An update to England and Wales’s contact tracing app has been blocked for breaking the terms of an agreement made with Apple and Google.
The plan had been to ask users to upload logs of venue check-ins – carried out via poster barcode scans – if they tested positive for the virus. This could be used to warn others.
The update had been timed to coincide with the relaxation of lockdown rules.
But the two firms had explicitly banned such a function from the start.
Under the terms that all health authorities signed up to in order to use Apple and Google’s privacy-centric contact-tracing tech, they had to agree not to collect any location data via the software.
As a result, Apple and Google refused to make the update available for download from their app stores last week, and have instead kept the old version live.
When questioned, the Department of Health declined to discuss how this misstep had occurred.

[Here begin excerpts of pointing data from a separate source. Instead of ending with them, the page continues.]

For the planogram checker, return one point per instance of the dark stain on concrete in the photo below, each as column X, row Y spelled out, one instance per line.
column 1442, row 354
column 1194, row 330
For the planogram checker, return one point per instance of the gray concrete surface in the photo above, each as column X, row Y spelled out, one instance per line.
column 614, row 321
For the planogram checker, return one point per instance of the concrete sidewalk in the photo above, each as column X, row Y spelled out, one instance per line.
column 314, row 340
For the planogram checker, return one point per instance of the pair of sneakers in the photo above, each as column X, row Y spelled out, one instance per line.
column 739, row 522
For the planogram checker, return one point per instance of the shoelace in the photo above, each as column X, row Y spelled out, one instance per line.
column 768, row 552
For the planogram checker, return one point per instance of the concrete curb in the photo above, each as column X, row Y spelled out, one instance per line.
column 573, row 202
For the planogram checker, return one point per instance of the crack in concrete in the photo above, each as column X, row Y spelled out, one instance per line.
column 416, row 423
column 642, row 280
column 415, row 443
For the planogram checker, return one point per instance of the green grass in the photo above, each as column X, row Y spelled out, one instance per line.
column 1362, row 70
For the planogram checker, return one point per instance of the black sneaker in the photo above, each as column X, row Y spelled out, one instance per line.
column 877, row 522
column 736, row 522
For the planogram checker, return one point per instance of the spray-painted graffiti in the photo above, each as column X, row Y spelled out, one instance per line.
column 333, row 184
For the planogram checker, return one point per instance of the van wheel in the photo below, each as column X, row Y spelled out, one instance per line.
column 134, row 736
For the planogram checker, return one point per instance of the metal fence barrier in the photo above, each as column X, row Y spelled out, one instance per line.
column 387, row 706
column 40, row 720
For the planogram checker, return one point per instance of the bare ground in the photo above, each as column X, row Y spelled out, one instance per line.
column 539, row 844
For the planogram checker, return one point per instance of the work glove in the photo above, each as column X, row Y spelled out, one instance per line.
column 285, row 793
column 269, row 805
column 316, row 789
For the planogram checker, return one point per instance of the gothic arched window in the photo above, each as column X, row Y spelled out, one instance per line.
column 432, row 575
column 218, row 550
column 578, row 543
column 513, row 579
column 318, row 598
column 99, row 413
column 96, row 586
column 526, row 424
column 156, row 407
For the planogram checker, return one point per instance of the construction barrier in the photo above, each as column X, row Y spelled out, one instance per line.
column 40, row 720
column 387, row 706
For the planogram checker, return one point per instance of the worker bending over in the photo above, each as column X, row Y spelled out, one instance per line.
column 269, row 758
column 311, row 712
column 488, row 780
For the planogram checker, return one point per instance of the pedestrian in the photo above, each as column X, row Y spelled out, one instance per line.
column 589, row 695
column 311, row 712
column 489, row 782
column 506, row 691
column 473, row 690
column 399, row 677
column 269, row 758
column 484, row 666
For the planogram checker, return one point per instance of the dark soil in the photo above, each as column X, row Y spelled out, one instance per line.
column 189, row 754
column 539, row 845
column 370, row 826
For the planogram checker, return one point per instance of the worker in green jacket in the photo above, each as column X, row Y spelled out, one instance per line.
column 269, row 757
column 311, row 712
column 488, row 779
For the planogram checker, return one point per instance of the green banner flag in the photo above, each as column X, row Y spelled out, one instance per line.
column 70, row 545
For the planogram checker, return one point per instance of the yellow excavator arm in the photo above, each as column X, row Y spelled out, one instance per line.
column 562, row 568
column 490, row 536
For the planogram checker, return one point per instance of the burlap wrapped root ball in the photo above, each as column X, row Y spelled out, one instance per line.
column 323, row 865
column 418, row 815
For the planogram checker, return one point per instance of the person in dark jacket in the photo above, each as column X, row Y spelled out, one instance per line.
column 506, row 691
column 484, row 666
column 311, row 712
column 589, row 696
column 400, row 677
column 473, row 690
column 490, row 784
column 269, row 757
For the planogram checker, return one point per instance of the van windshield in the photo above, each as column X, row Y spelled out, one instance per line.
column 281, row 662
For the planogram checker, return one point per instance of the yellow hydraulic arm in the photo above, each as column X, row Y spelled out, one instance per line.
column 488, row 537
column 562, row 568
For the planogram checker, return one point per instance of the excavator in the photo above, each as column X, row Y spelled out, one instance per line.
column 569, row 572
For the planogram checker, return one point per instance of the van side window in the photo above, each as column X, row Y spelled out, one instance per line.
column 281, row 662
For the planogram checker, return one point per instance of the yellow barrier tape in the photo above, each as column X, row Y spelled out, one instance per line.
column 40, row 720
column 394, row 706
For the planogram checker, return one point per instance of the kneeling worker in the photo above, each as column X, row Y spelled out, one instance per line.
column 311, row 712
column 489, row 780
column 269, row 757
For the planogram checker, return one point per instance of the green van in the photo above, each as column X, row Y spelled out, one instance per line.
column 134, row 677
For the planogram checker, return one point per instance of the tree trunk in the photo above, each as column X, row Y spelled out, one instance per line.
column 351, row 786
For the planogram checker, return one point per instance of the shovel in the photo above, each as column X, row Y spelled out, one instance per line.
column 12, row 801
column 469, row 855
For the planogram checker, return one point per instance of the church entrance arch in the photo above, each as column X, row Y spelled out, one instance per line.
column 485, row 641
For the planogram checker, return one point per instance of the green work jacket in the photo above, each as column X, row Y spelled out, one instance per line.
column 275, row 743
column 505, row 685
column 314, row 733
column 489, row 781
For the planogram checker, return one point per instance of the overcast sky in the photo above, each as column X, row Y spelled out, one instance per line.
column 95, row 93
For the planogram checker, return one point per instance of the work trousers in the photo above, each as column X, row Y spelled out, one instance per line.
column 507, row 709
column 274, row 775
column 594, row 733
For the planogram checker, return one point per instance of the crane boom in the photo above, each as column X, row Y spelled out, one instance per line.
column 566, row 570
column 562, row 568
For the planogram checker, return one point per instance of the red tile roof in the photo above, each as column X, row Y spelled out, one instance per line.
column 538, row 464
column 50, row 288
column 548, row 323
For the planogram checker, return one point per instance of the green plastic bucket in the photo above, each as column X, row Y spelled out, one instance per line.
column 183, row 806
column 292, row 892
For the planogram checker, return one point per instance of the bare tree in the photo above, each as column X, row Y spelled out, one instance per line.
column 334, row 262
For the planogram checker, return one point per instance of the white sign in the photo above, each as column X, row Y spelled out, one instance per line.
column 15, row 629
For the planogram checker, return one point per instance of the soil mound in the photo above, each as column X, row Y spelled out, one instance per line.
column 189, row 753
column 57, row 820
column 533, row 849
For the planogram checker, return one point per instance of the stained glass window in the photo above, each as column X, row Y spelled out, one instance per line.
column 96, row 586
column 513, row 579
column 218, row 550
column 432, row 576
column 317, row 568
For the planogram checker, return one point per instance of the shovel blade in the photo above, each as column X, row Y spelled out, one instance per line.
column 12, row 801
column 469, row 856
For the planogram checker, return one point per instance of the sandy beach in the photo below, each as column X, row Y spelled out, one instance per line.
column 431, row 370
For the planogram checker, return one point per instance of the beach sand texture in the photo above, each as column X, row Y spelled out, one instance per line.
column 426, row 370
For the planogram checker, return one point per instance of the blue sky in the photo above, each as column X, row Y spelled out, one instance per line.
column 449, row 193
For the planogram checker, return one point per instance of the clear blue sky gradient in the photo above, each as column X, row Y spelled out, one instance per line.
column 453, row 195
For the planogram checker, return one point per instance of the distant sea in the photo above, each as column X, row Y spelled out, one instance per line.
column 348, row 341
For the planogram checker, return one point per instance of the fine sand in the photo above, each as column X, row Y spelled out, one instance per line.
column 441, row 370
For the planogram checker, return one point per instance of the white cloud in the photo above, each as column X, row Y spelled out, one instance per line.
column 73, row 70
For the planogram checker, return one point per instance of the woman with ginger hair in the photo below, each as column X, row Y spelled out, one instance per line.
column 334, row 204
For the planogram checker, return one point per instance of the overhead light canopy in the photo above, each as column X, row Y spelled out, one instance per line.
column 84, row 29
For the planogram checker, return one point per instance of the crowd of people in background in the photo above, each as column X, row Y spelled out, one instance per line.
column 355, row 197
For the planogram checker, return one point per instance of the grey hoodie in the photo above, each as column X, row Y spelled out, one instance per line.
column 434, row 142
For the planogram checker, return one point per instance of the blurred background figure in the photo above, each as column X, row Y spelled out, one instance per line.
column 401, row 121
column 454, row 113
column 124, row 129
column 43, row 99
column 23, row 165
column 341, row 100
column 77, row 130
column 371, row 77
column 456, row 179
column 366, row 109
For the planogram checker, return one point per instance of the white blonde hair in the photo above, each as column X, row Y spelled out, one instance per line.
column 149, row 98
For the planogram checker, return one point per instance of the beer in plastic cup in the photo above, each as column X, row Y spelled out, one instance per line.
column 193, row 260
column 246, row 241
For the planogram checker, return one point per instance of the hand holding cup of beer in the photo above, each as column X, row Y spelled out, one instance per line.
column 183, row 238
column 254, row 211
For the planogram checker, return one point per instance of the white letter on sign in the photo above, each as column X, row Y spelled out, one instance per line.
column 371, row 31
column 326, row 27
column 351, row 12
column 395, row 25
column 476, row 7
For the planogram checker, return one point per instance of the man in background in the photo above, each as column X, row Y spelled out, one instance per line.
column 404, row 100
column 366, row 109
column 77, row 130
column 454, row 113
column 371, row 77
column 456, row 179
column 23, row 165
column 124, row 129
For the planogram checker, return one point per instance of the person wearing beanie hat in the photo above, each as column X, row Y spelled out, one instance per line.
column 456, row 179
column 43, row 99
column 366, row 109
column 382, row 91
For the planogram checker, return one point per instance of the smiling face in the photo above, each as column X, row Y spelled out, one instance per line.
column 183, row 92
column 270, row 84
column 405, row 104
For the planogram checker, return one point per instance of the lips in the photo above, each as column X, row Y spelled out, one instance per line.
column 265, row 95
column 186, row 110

Scotland has avoided this pitfall because it released a separate product – Check In Scotland – to share venue histories, rather than trying to build the functionality into its Protect Scotland contact-tracing app.
NHS Covid-19’s users have long been able to scan a QR code when entering a shop, restaurant or other venue to log within the app the fact that they had visited.
But this data has never been accessible to others.
Instead, it has only come into use if local authorities have identified a location as being a virus hotspot by other means, and flagged the fact to a central database.
Since each phone regularly checks the database for a match, it can alert the owner if they need to take action as a consequence, without sharing the information with others.
However, this facility has rarely been used, in part because prior to the most recent lockdown, many local authorities were confused about what they were supposed to do.
Before shops reopened in England and Wales on Monday, along with outdoor hospitality venues in England, the intention had been to automate the process.
This would have involved users who had tested positive being asked if they were willing to upload their logs.
Depending on the thresholds set – for example, how many infected users registered having visited the same place on the same day – other app users would then have been told to either monitor their symptoms or immediately get a test, whether they felt ill or not.
The Department of Health had described this as being a “privacy-protecting” approach.
But despite being opt-in, it was still a clear breach of the terms that health chiefs had agreed to when they switched to adopting Apple and Google’s contact tracing API (application programming interface) in June 2020. This was after their original effort was found to miss too many potential cases of contagion.
Setting a precedent
The tech firms’ Exposure Notifications System FAQ states that apps involved must “not share location data from the user’s device with the public health authority, Apple, or Google”.
And a separate document covering the terms and conditions in more detail says that “a contact tracing app may not use location-based APIs… and may not collect any device information to identify the precise location of users”.
Had Apple and Google made an exception for England and Wales in this case, it could have set a precedent for other countries to have sought changes of their own.
The team behind the app was told not to disclose why the update had failed to be released on schedule.
A spokeswoman for the Department of Health told the BBC: “The deployment of the functionality of the NHS Covid-19 app to enable users to upload their venue history has been delayed.
“This does not impact the functionality of the app and we remain in discussions with our partners to provide beneficial updates to the app which protect the public.”
A spokeswoman for the Welsh government said it had nothing to add.
Just a week ago, the Department of Health seemed to think this update to the app would go through without problems.
It’s hard to understand why. After all, the rules for using the Apple-Google Exposure Notification System were clear – collecting any location data was a no-no.
The app team knew that when they switched to it last summer, having discovered that going it alone with their own system was just not practical.
But they may have assumed that, because the sharing of locations by users was optional, the tech giants might show some flexibility.
Instead, Apple and Google have insisted that rules are rules.
What this underlines is that governments around the world have been forced to frame part of their response to the global pandemic according to rules set down by giant unelected corporations.
At a time when the power of the tech giants is under the microscope as never before, that will leave many people feeling uncomfortable.